Well, at least they’re not reading books. Instead, they’re reading blog posts about books, their Twitter feeds and the New York Times online. Millennials are discussing the latest thing they’ve read, but it’s more likely 500 words on whether a dress is blue or gold than a long-form essay from Chuck Palahniuk.
So maybe that’s why my book club failed.
After a summer “hiatus,” my friends have asked about picking the book club back up where we left off. But I’m hesitant. Will we actually read this time around? Instead of taking the former route, I’m turning my attention to podcasts. Because although as Millennials we may not be reading, we’re certainly listening.
Yes, podcasts are the new book club.
“Serial,” the podcast that completely changed the landscape of podcasts forever (by creating a dialogue around them) released its second season last week after long a delay (a rare interview with “Serial” narrator and main investigator Sarah Koenig in Glamour indicated that it was set to debut in the early fall). All the speculation had people going crazy, so needless to say, there was serious hype once the second season finally aired.
The success of “Serial,” a spinoff of WBEZ’s “This American Life,” has brought the podcast to mainstream media.
Pandora announced in early November that it would begin streaming the second season of the popular podcast and already started rebroadcasting season 1 in November. Podcast downloads skyrocketed this year (iTunes reported one billion podcast subscribers last year), and hosts have become celebrities (Reply All, Radiolab and Invisibilia hosted the “Lollapalooza of podcasts,” or the inaugural live stage event Cast Party, in New York this past July) and vice versa. Snookie from MTV’s Jersey Shore scored her own podcast, getting about 1.5 million downloads each episode, and Alec Baldwin hosts the popular “Here’s the Thing,” in which he interviews his celebrity friends. Also, for the first time in history, a podcast was recognized at the Peabody Awards.
Last year, Todd Cochrane of RawVoice told the Washington Post, “Podcasts are in vogue.” Cochrane was talking about Alex Blumberg’s first for-profit podcast company, Gimlet Media.
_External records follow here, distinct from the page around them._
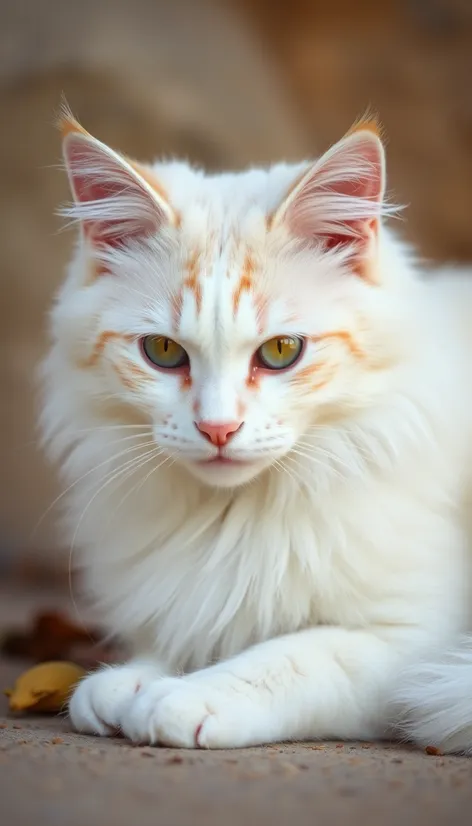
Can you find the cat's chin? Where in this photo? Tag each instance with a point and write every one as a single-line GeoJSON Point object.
{"type": "Point", "coordinates": [226, 473]}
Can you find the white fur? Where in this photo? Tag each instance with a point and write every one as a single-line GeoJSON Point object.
{"type": "Point", "coordinates": [279, 598]}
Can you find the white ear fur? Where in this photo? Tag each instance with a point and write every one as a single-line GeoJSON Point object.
{"type": "Point", "coordinates": [340, 198]}
{"type": "Point", "coordinates": [112, 201]}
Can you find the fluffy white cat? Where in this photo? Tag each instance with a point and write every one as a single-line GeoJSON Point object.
{"type": "Point", "coordinates": [262, 409]}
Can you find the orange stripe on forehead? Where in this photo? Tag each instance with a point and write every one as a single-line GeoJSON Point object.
{"type": "Point", "coordinates": [192, 282]}
{"type": "Point", "coordinates": [345, 338]}
{"type": "Point", "coordinates": [245, 283]}
{"type": "Point", "coordinates": [101, 343]}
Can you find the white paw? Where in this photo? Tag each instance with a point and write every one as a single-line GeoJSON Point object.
{"type": "Point", "coordinates": [193, 713]}
{"type": "Point", "coordinates": [97, 702]}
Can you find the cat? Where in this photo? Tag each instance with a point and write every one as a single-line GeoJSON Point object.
{"type": "Point", "coordinates": [260, 401]}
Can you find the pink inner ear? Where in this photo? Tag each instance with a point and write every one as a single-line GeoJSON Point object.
{"type": "Point", "coordinates": [340, 199]}
{"type": "Point", "coordinates": [122, 207]}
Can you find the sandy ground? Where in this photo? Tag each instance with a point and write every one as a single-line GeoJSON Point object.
{"type": "Point", "coordinates": [49, 775]}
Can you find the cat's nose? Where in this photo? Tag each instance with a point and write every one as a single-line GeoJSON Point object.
{"type": "Point", "coordinates": [218, 433]}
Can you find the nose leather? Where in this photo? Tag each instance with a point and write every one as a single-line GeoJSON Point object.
{"type": "Point", "coordinates": [218, 433]}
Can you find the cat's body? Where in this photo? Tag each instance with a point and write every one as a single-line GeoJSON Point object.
{"type": "Point", "coordinates": [280, 592]}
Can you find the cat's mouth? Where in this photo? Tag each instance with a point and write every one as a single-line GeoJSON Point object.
{"type": "Point", "coordinates": [220, 460]}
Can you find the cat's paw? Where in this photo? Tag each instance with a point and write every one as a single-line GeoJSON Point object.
{"type": "Point", "coordinates": [96, 704]}
{"type": "Point", "coordinates": [192, 713]}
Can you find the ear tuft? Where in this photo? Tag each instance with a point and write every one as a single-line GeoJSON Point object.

Blumberg, a former “This American Life” producer, and Gimlet Media’s co-founder, Matt Lieber, are just one part of the podcast revolution.
Millennials are used to consuming content rapidly; we’re the generation of immediate gratification, after all. The beauty behind the podcast is that it meets our demand for short snippets of valuable information that make us sound educated, interesting and prosperous. Listeners can indulge in one or two episodes on a morning commute and still feel like they’re adding value to their lives.
It also helps that for the Millennials who are attached to their smartphones, podcasts are easy to find. There’s an app ready and available on the iPhone, and more Millennials are commuting from their urban dwellings with ample time to sit and listen to audio. As Kevin Roose pointed out in New York Magazine, podcasts deliver the on-demand listening to which audiences have become accustomed. The well-produced podcasts of 2016 — like NPR’s “Invisibilia,” Gimlet Media’s “Surprisingly Awesome” or Roman Mars’s “99% Invisible” — can be streamed, synced and plugged into car radios, phones and TV sets everywhere.
So when I suggested to my former book-club members that I’d put down my paperback for the podcast, it didn’t take long for them to catch on. They had already downloaded the second season of “Serial,” which had finally debuted just a week earlier, and we met with our usual cheese plate and Chardonnay to discuss the season opening with enough intensity to warrant an hour-long discussion.